The issue is the prosecutor now reprosecutes the defendant and includes in the prosecution first degree murder. And the defendant says, “I was put in jeopardy before a jury of my peers already once. And they acquitted me.” And the issue before the Supreme Court is exactly this issue that Stuntz is focused on. Procedurally, there is no final verdict. In justice, this man has been put in trial for his life before twelve of his peers and they voted to acquit.
Our champion in this fight. You will recognize I hope Elana Kagan.
Elana Kagan: If you look at what the judge said, what the prosecutor said, what the defense counsel said and then what the jury said, it’s clear that they all thought that they had to unanimously agree on something before they could go to the next crime. And again, there’s no suggestion in what anybody said that they could go back up.
Antonin Scalia: Is there any suggestion that they couldn’t go back up?
[unknown:] That is extraordinarily important.
Elana Kagan: And isn’t it usually assumed that the jury is not finished until it’s finished?
Just a clip, but you get it. It’s Scalia against Kagan. It’s substance against procedure. And this is a fight that we will see in many forms, as the wisdom of Bill Stuntz penetrates further and further into our judicial thought.
With the net, we have the potential to break through to truth of “We the People.” The truth we look to in ourselves and we feel as fairness.
So, there was at one point earlier in my career a play with television in which I moderated with Fred Friendly as producer a series called The Constitution: That Delicate Balance. Fred Friendly I considered to be a mentor and a person who stood in back of us as we had the idea of the Berkman Center. It was initially an idea that had public education very much in its mind.

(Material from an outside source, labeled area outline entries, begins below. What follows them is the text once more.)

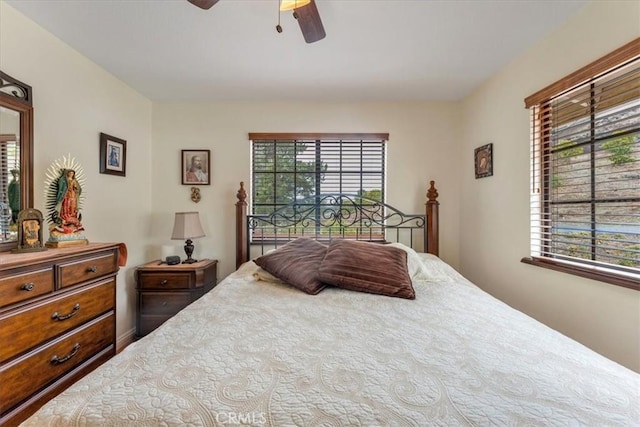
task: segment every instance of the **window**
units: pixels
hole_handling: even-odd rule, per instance
[[[9,232],[20,211],[20,184],[17,138],[13,134],[0,134],[0,206],[11,209],[11,216],[0,215],[0,240]]]
[[[252,213],[269,215],[295,200],[312,203],[314,196],[327,193],[350,193],[384,202],[388,137],[249,134]],[[253,237],[257,237],[255,233]]]
[[[640,289],[640,39],[525,100],[531,258]]]

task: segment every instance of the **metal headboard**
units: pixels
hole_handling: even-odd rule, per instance
[[[319,194],[295,200],[269,215],[247,214],[247,193],[240,183],[236,203],[236,264],[251,257],[252,246],[277,247],[298,237],[320,241],[355,239],[402,242],[438,254],[438,192],[427,192],[426,214],[405,214],[386,203],[357,194]],[[421,245],[421,246],[420,246]]]

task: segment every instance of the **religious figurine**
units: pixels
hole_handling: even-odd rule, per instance
[[[7,188],[9,196],[9,207],[11,208],[11,222],[16,224],[18,222],[18,213],[20,212],[20,182],[18,178],[20,171],[18,169],[11,169],[11,182]]]
[[[54,162],[47,171],[49,247],[86,245],[80,213],[83,170],[75,159]]]

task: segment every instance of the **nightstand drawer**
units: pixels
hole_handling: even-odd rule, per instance
[[[0,362],[114,309],[115,280],[88,286],[0,317]]]
[[[189,292],[142,292],[140,314],[176,314],[191,303]]]
[[[28,271],[0,280],[0,307],[53,292],[53,269]]]
[[[185,273],[138,273],[139,289],[189,289],[190,272]]]
[[[113,325],[113,314],[103,316],[5,365],[0,372],[0,412],[6,412],[29,397],[35,388],[45,386],[103,348],[113,345]]]
[[[118,271],[117,255],[115,252],[80,259],[68,264],[60,264],[58,277],[62,287],[73,286],[87,280],[98,279],[107,274]]]

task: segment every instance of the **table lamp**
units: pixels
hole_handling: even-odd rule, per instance
[[[186,239],[184,252],[187,254],[187,259],[182,261],[183,264],[198,262],[198,260],[191,258],[191,254],[193,254],[193,242],[191,239],[200,237],[204,237],[204,231],[202,231],[202,225],[200,225],[198,212],[176,212],[171,240]]]

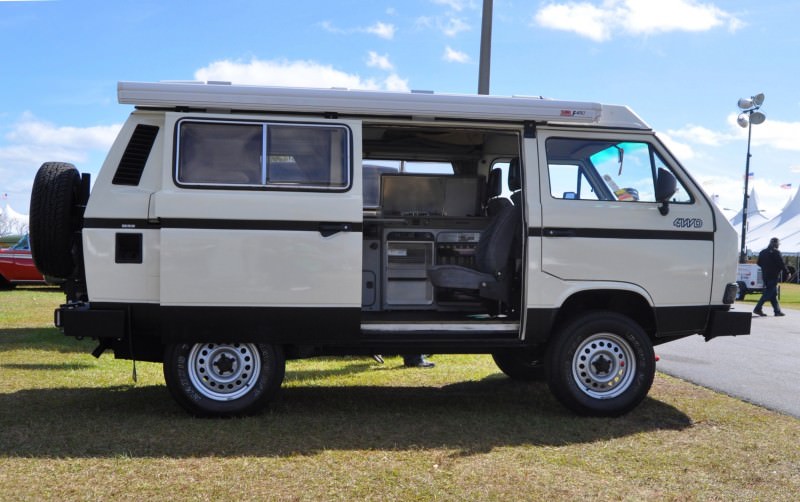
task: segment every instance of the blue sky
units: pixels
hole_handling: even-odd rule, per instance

I believe that we are now at a point where we can reach for those aspirations of public education. And when I say public education I mean it as public civic education. Education about what it means, what it is, to be a citizen. What it is to participate. What it is to actually be part of building a civic society and constructing it with your membership.
I taught my class yesterday—I’m about to go to the second class. Yesterday my students watched 12 Angry Men. Marvelous. And they watched it in the context of thinking about the jury room as a rhetorical poker environment, where the idea is to pay attention to the techniques by which one juror bullies another. And to the techniques by which the bullying is overcome. It’s an opportunity I’m hoping to carry forward what I see as the wisdom of Lady Gaga on the one hand; the hook that she represents into the sensibility of, to me, a world. And the brilliance of John Palfrey, whom I believe walks on water. I speak specifically of the Digital Public Library of America and the potential that I feel in it to treat library as community space. As place where education takes place. And for me that has to do with a combination, an aspiration, to teach law and poker through the net. And to have it be a participatory event in which, God bless them, people come to libraries and play.
I’m now the principal investigator of a Berkman project called Mindsport Research Project. It’s a conceptualization of strategic games as something as important for kids to engage in as physical sport. And it starts with Connect Four, and checkers, and chess and bridge, and poker. And the idea of imagining cyberspace not as just a virtual space but as an integration of the virtual and the real. The online environment that would support gatherings and community environments, where people play the games face to face. That they learn and enjoy to play online. And to use that as the core of an intellectual spine to teach the way poker in the real world actually works. So, that’s my inflection point. Thank you all very much. Please have lunch.